The Little Tunny is the most common tuna in the Atlantic Ocean. Occurring in large schools and weighing up to 36 pounds, it is the smallest member of the tuna Scombridae family, and is one of the finest small game-fish in the Atlantic.
The Little Tunny is small in body size compared to other tuna species. It has a compact and stream-lined body built to facilitate bursts of speed as well as endurance while swimming. Its torpedo-shaped, robust body is made for powerful swimming.It has a large mouth with rigid jaws and a slightly protruding lower jaw, with a single row of small, inwardly curved, cone-shaped teeth on the palatines. Teeth are absent on the vomer, the small bone in the roof of the mouth, and the tongue has two longitudinal ridges.

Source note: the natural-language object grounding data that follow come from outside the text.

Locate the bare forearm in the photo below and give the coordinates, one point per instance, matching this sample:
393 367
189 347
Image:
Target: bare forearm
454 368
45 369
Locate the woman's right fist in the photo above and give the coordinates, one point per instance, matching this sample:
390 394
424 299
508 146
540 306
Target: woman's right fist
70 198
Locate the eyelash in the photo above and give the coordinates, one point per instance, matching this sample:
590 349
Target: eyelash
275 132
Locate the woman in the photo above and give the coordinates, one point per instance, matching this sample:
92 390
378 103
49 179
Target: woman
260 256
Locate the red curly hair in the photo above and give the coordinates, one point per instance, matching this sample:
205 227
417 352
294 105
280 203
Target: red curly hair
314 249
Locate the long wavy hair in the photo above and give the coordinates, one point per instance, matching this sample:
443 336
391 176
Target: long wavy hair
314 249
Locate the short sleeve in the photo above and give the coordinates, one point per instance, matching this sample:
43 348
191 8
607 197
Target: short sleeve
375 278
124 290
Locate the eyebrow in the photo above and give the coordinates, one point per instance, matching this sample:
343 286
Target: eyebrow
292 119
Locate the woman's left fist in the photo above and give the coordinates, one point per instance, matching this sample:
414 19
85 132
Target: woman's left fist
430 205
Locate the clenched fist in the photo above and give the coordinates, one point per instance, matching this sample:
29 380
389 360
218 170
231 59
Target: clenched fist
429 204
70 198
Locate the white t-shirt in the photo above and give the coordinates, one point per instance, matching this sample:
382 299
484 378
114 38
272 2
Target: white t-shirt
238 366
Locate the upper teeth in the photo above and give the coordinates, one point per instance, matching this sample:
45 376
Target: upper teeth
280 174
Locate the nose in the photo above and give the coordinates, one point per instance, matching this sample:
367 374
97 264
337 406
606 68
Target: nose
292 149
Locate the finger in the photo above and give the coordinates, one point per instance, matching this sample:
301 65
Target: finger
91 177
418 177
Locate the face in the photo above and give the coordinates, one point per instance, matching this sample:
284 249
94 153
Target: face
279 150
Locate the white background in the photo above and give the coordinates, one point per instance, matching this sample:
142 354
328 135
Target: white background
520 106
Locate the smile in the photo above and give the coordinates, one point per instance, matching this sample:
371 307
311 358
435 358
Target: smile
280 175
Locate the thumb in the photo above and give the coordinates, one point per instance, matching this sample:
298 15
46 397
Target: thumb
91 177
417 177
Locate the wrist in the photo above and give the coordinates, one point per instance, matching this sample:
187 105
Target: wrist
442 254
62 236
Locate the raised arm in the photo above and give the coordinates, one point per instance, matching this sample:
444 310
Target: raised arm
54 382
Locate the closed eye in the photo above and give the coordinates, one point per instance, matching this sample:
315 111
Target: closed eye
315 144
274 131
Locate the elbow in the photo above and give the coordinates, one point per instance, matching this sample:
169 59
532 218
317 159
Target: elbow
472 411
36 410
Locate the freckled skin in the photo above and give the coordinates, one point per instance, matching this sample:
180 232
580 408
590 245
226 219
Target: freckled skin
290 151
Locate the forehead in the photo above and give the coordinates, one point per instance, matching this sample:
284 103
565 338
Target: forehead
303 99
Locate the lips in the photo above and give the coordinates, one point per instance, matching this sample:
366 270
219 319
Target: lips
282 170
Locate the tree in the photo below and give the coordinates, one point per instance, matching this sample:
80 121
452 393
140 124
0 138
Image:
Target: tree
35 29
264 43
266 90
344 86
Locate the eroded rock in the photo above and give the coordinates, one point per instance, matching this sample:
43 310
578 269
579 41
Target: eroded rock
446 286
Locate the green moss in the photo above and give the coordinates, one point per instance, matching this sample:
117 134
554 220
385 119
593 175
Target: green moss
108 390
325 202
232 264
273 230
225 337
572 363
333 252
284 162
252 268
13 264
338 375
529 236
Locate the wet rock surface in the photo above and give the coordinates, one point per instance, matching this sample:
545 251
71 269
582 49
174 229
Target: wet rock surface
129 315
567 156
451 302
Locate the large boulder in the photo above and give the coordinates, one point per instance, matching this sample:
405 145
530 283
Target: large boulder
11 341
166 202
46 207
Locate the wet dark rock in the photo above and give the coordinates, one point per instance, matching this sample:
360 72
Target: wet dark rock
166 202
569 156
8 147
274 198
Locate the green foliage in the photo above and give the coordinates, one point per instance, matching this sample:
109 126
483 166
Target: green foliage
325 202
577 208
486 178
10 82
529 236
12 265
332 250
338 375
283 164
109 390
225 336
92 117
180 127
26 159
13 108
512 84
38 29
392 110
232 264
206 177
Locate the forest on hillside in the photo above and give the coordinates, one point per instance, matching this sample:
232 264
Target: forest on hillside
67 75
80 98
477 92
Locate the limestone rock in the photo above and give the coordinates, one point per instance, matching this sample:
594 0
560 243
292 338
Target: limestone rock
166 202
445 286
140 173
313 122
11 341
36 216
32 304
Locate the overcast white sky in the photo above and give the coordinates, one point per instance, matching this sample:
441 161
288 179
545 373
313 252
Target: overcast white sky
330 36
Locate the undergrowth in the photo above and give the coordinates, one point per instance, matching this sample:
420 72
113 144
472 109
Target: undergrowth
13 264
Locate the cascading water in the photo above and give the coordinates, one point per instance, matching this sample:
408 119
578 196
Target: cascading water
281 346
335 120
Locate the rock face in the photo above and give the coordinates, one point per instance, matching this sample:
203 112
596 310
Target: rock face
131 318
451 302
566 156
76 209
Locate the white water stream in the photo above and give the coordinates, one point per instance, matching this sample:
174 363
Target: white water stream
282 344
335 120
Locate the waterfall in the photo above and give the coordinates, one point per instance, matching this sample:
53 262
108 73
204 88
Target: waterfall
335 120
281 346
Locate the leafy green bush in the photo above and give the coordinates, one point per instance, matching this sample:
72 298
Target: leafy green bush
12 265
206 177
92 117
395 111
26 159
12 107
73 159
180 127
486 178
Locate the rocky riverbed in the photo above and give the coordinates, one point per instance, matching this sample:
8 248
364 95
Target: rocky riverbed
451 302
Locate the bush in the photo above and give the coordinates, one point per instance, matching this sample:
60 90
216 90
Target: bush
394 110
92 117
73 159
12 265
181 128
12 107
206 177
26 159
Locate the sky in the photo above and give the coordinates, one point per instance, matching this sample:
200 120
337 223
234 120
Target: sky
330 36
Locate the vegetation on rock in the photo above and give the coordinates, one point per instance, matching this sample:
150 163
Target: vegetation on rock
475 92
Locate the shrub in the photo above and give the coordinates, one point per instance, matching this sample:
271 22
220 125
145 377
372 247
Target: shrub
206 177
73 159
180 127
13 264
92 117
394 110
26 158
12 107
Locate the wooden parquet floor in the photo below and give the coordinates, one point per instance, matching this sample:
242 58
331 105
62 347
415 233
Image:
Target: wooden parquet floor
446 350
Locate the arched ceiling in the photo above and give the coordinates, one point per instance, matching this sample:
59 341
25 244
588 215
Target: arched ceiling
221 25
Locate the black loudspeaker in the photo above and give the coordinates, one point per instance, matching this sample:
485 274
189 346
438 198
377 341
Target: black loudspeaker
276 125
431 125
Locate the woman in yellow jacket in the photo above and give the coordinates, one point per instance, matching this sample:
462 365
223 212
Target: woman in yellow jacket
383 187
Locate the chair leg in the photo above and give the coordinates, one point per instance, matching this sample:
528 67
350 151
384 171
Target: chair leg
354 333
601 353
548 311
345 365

The snout is shorter than the rest of the head. The little tunny has a dorsal fin with 10 to 15 tall, descending spines, as well as a much smaller second dorsal fin followed by 8 finlets. At the base, the two dorsal fins are separated by a small interspace. The anal fin has 11 to 15 slightly defined rays, and is followed by 7 finlets. The pectoral fins are short and do not reach the end of the first dorsal fin and are joined to the pelvic fins by interpelvic processes. There are 37-45 gill rakers, bony projections off the gills, on the first arch. There are no scales on the body of the Little Tunny except along the lateral line and on the corselet: a thick band of scales circling the body.
The coloration of the Little Tunny is typically metallic blue or blue-green with dark wavy stripes above the lateral line. These "worm-like" lines are within a well marked border that never extends farther forward than the middle of the first dorsal fin. The belly is bright white with 3–7 dark, fingerprint-like spots around the pectoral and pelvic fins. The Little Tunny is commonly confused with the Atlantic bonito because of coloration, but the two fish differ in their color patterns and overall body size.
Fishermen targeting them often troll bait, cast lures, and float fish. When trolling for Little Tunny, fishermen often use small lures baited with either mullet or ballyhoo or lures dressed with colored feathers. When float fishing, popular baits are Spot, Bluefish, or Pinfish. Popular lures include deadly dicks, maria jigs, and other slender-profiled, brightly colored metal lures that can be cast far and retrieved quickly that imitate the small baitfish the Little Tunny are often feeding on.
It is found in warm temperate and tropical waters of the Atlantic and the Mediterranean; in the western Atlantic, it ranges from Brazil to the New England states. It is found regularly in offshore and inshore waters.